Ella disse al marito: «Io so che è un uomo di Dio, un santo, colui che passa sempre da noi. Facciamo una piccola stanza superiore, in muratura, mettiamoci un letto, un tavolo, una sedia e un candeliere; così, venendo da noi, vi si potrà ritirare».
Un giorno che passò di lì, si ritirò nella stanza superiore e si coricò. Eliseo disse [a Giezi, suo servo]: «Che cosa si può fare per lei?». Giezi disse: «Purtroppo lei non ha un figlio e suo marito è vecchio». Eliseo disse: «Chiamala!». La chiamò; ella si fermò sulla porta. Allora disse: «L’anno prossimo, in questa stessa stagione, tu stingerai un figlio fra le tue braccia».
Salmo Responsoriale Dal Salmo 88 (89)
R. Canterò per sempre l’amore del Signore.
Canterò in eterno l’amore del Signore,
di generazione in generazione
farò conoscere con la mia bocca la tua fedeltà,
perché ho detto: «È un amore edificato per sempre;
nel cielo rendi stabile la tua fedeltà». R.

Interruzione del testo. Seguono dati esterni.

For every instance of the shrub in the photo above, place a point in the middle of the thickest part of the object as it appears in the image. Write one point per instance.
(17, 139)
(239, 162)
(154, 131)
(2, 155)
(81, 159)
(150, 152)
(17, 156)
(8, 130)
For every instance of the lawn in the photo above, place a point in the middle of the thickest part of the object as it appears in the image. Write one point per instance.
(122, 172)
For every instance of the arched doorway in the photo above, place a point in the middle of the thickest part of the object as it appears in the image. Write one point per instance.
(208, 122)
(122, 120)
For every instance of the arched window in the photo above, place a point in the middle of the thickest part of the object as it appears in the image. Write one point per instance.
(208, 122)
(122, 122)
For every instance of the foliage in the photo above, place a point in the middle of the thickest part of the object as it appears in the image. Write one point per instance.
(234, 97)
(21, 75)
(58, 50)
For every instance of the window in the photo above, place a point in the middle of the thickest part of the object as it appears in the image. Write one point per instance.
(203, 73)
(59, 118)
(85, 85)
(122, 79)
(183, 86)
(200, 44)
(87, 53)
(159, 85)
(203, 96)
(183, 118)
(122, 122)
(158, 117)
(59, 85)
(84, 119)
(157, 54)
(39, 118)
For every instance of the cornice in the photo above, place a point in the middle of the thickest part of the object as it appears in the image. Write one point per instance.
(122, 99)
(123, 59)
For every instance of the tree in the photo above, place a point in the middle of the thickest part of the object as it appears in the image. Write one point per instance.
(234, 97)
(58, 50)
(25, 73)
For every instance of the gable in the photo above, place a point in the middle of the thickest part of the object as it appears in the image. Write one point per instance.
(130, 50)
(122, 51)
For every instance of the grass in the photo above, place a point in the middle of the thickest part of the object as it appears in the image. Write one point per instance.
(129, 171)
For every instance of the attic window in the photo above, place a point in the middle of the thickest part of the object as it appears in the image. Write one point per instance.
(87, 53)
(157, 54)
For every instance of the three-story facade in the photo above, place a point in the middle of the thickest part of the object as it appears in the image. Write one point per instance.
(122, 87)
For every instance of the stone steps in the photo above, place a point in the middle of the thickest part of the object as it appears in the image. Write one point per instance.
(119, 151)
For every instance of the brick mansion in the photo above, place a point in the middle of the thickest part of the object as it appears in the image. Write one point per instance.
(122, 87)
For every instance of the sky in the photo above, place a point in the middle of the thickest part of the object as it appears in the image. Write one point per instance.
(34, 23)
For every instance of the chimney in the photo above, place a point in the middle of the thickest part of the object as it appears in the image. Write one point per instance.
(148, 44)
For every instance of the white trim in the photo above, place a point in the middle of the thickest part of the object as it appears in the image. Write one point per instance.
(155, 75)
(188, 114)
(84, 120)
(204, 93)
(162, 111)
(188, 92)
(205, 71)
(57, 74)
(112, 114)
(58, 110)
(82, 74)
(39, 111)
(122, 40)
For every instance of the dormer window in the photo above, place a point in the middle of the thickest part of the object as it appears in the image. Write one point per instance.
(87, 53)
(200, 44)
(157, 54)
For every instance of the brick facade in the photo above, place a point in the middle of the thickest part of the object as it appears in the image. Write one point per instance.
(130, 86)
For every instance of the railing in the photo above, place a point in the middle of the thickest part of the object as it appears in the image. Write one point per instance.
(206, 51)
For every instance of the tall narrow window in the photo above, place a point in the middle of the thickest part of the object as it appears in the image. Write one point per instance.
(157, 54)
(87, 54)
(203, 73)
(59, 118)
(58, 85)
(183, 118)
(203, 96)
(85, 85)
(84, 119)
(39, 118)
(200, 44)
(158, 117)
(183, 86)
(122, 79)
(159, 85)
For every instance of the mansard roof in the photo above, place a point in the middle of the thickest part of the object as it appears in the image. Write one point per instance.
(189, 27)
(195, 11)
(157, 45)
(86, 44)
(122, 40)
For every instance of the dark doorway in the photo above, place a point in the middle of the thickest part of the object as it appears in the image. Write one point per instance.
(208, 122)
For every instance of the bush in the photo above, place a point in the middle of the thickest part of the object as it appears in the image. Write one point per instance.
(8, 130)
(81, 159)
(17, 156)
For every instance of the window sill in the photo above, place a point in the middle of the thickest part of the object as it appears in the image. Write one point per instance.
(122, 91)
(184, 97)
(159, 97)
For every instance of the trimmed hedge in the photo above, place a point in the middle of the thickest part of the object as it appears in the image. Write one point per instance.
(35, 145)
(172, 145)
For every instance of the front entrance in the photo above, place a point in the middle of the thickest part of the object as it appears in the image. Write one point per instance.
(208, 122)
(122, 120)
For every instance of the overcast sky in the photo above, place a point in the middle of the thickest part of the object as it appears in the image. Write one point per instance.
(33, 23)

Beato il popolo che ti sa acclamare:
camminerà, Signore, alla luce del tuo volto;
esulta tutto il giorno nel tuo nome,
si esalta nella tua giustizia. R.
Perché tu sei lo splendore della sua forza
e con il tuo favore innalzi la nostra fronte.
Perché del Signore è il nostro scudo,
il nostro re, del Santo d’Israele. R.
Seconda Lettura Rm 6,3-4.8-11
Dalla lettera di san Paolo apostolo ai Romani
Fratelli, non sapete che quanti siamo stati battezzati in Cristo Gesù, siamo stati battezzati nella sua morte?

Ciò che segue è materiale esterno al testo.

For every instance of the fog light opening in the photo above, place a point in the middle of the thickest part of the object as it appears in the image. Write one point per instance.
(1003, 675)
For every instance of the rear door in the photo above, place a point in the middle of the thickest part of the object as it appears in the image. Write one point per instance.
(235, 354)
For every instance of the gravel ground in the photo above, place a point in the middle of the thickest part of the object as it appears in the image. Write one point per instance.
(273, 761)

Per mezzo del battesimo dunque siamo stati sepolti insieme a lui nella morte affinché, come Cristo fu risuscitato dai morti per mezzo della gloria del Padre, così anche noi possiamo camminare in una vita nuova.
Ma se siamo morti con Cristo, crediamo che anche vivremo con lui, sapendo che Cristo, risorto dai morti, non muore più; la morte non ha più potere su di lui. Infatti egli morì, e morì per il peccato una volta per tutte; ora invece vive, e vive per Dio. Così anche voi consideratevi morti al peccato, ma viventi per Dio, in Cristo Gesù.
Vangelo Mt 10,37-42
Dal vangelo secondo Matteo
In quel tempo, Gesù disse ai suoi apostoli:
«Chi ama padre o madre più di me non è degno di me; chi ama figlio o figlia più di me non è degno di me; chi non prende la propria croce e non mi segue, non è degno di me.
Chi avrà tenuto per sé la propria vita, la perderà, e chi avrà perduto la propria vita per causa mia, la troverà.
Chi accoglie voi accoglie me, e chi accoglie me accoglie colui che mi ha mandato.
Chi accoglie un profeta perché è un profeta, avrà la ricompensa del profeta, e chi accoglie un giusto perché è un giusto, avrà la ricompensa del giusto.
Chi avrà dato da bere anche un solo bicchiere d’acqua fresca a uno di questi piccoli perché è un discepolo, in verità io vi dico: non perderà la sua ricompensa».